En face de l’Ecole Militaire, des volontaires avaient, je ne sais comment, déblayé un assez large espace, et on y dansait des rondes, au son de musiques véritablement enragées...

Jamais je n’avais vu, jamais je n’ai vu depuis chose pareille... Paris entier était là, Paris saisi de vertige, délirant, fou.

Alors je compris la contagion des grandes passions qui bouleversent les masses... Je sentais la fièvre me gagner, mes idées se brouillaient; j’éprouvais comme un vague besoin d’imiter tous ces gens que je voyais là, de crier, de me démener...

Malheureusement, je me sentais aussi défaillir... Il était quatre heures, et je n’avais rien pris de la journée qu’une croûte de pain et un doigt de vin blanc.
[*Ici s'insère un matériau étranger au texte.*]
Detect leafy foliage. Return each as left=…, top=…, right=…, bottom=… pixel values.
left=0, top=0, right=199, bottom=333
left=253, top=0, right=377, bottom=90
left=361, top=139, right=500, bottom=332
Fougeroux me vit si blême qu’il s’en inquiéta.

—Il faut rentrer coûte que coûte, me déclara-t-il résolument, la bourgeoise doit être inquiète.

C’était bien mon avis, mais mesurant de l’œil la distance à parcourir et l’effroyable épaisseur de la foule, je me sentais découragé.

—Si nous nous engageons dans cette cohue, répondis-je, nous serons peut-être des heures pour nous en tirer.

—Essayons toujours, gronda Fougeroux, en retournant ses manches et en faisant mine de descendre de notre tas de briques.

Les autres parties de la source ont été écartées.